Eliot Wilson: Imprisonment, exile and the English Church 1553 – 1558

The brief revival of state-sponsored Catholicism in England under Mary I relied heavily on prelates, clergy and intellectuals who had been imprisoned or gone into exile after the initial Reformation under Henry VIII. Stephen Gardiner spent years in the Tower of London before becoming Lord Chancellor, while Reginald Pole, the Pope’s legate to England, had been in exile for decades. These two would be critical to the shaping of the new religious settlement. Equally, many of the religious who repopulated England’s monasteries and convents (or at least those which were restored) were returning from the Continent.
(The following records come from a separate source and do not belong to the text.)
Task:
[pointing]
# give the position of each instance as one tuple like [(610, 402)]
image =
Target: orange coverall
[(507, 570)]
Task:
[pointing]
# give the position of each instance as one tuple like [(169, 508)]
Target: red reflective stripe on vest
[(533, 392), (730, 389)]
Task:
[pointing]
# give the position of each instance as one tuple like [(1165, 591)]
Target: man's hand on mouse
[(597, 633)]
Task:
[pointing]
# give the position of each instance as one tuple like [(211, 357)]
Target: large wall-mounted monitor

The restoration of the Catholic Church during the years 1553 to 1558 was a vigorous and credible project with a distinctive flavour and a theology which mixed traditional English thinking with some of the themes emerging from the Continent. It drew inspiration from many wells, but the fact that several of its key players had been excluded in one way or another – even the Queen herself had suffered a kind of internal exile after the annulment of Henry’s marriage to Katharine of Aragon – was a strong influence on the resurgent and combative nature of the Marian Reformation. Its architects knew what they had lost and what they had to rebuild, and also knew how to deal with dissent, having learned the hard way through personal experience.